Brett P. Monia - Founder, CEO & Director
Sure, Yaron. So we are wrapping up the study now. And we'll be going through the data. And it's going to, the analysis of that data will take us into second half of the year. Richard mentioned in his statements earlier. And then we're going to share the data as soon as we can. We probably will not wait for a medical meeting to share the results of that study because we don't have one targeted right now, although we'll look for such a place so we can share the data in detail. But we'll figure out a way this summer to get the data out along with the open-label extension data, which has accumulated more and more data, which is, it's a rich data set that we didn't want to lose sight of that review.
Remember that we also have a second study in progress for our GHR LICA medicine in acromegaly, which is in frontline monotherapy. Phase II, which is getting off the ground now and getting started. I think we're going to want to look at all the data before we can make a decision on the next steps for either the patient population in the somatostatin treated patients that are poorly controlled versus monotherapy and then make decisions on what the next steps for the program would be.
Yaron Benjamin Werber - MD & Senior Biotechnology Analyst
Great. And then also, any update on the potential Phase I or IND filing for Angelman syndrome?
Brett P. Monia - Founder, CEO & Director
Yes. We're hoping to get the clinical study started this year.
Yaron Benjamin Werber - MD & Senior Biotechnology Analyst
You've definitely selected a construct and you're planning on filing an IND? I mean, have you made a decision definitely to go forward?
Brett P. Monia - Founder, CEO & Director
Yes.
Operator
The next question comes from Yanan Zhu with Wells Fargo.
Yanan Zhu - Senior Equity Analyst
I just have a first question on the update from the ENaC program. I wanted to, if you could share a little more about the findings from the toxicology studies, long-term tox study and whether the tox is specific for the pulmonary route of administration and whether it's related to the target or generally speaking, this the ASO presence in the lung.
Brett P. Monia - Founder, CEO & Director
Sure, Yanan. So I want to just emphasize that the clinical data for our ENaC in Phase I/IIa gave us very encouraging results. It has nothing to do with clinical data. We demonstrated target engagement in Phase I and good safety in cystic fibrosis patients as well as in patients with COPD. And the cystic fibrosis data will be presented at ATS later this month.
The preclinical finding was part of the long-term tox, as Richard stated in his statements. It's going to take us time to figure out what that's about. And due to the delays that are just associated with those types of investigations, we took a look at our emerging pipeline in pulmonary diseases. And we think we have better targets to invest in that will bring greater value to the company. And to the patients going forward. And we do not believe that this is read through to the platform for pulmonary disease at all. This is something that happens in preclinical tox study sometimes and we're going to work through it.

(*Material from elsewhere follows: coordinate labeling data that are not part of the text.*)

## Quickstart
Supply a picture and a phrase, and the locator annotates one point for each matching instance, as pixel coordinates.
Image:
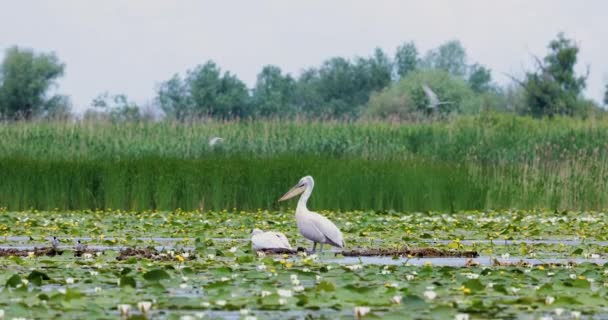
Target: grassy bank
(470, 163)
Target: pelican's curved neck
(304, 197)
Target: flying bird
(214, 140)
(312, 225)
(269, 240)
(432, 97)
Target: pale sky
(129, 46)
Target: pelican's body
(269, 240)
(312, 225)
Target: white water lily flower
(144, 306)
(284, 293)
(429, 294)
(124, 309)
(462, 316)
(361, 312)
(354, 267)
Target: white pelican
(269, 240)
(312, 225)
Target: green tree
(554, 88)
(274, 93)
(450, 57)
(174, 99)
(480, 78)
(216, 95)
(25, 79)
(406, 59)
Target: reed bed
(480, 162)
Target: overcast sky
(124, 46)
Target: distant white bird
(214, 140)
(312, 225)
(432, 97)
(269, 240)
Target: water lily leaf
(474, 284)
(36, 277)
(326, 286)
(71, 294)
(13, 281)
(126, 281)
(156, 275)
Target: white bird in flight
(269, 240)
(432, 97)
(312, 225)
(214, 140)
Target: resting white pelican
(269, 240)
(312, 225)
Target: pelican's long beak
(296, 190)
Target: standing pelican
(312, 225)
(269, 240)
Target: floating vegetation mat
(192, 265)
(410, 252)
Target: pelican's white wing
(329, 230)
(269, 240)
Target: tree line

Yanan Zhu - Senior Equity Analyst
Got it. That's very helpful. And then a question on the TTR LICA program. Alnylam recently reported vutrisiran Phase III study in TTR polyneuropathy. I was just wondering your take on their data and their every 3 months frequency of administration and how you see that product profile and whether there is an opportunity for the TTR LICA to position against that profile.
Brett P. Monia - Founder, CEO & Director
Sure. I completely respect the question, Yanan, but it's not our position to comment on other people's data. What I can say, we like our drug a lot. And the Phase III study in polyneuropathy is enrolling very well, and we're looking forward to the results of that study next year. And the cardiomyopathy study for TTR are enrolling very well in addition. Onaiza, we've done quite a bit of market research on frequency of administration and the value that brings to the marketplace. And I would love to have Onaiza maybe comment on that.
Onaiza Cadoret-Manier - Executive VP and Chief Corporate Development & Commercial Officer
Yes, sure, would be happy to. I think your question was monthly versus quarterly. In general, I would say, most kind of market conditions, particularly from a patient perspective as well as HCP clinician perspective, there are definitely some improvements in profile when you go from a daily to a weekly and a weekly to a monthly. But after that, I call it, there's just law of diminishing returns on more extended frequency, particularly for a subcu. And we've found that here for TTR as well. We've done some extensive market research to understand that dynamic a little bit more because it's really one of our key products that we're bringing forward to commercialization. And we're not seeing really a big difference between the monthly and the quarterly at all. I think rightly so, physicians are more excited about the profile of the product as well as the large clinical trial that we have ongoing in cardiomyopathy and really looking forward to seeing our data with and without standard of care. I think that's going to be the place of big differentiation here.
Operator
The next question comes from Yale Jen with Laidlaw & Co.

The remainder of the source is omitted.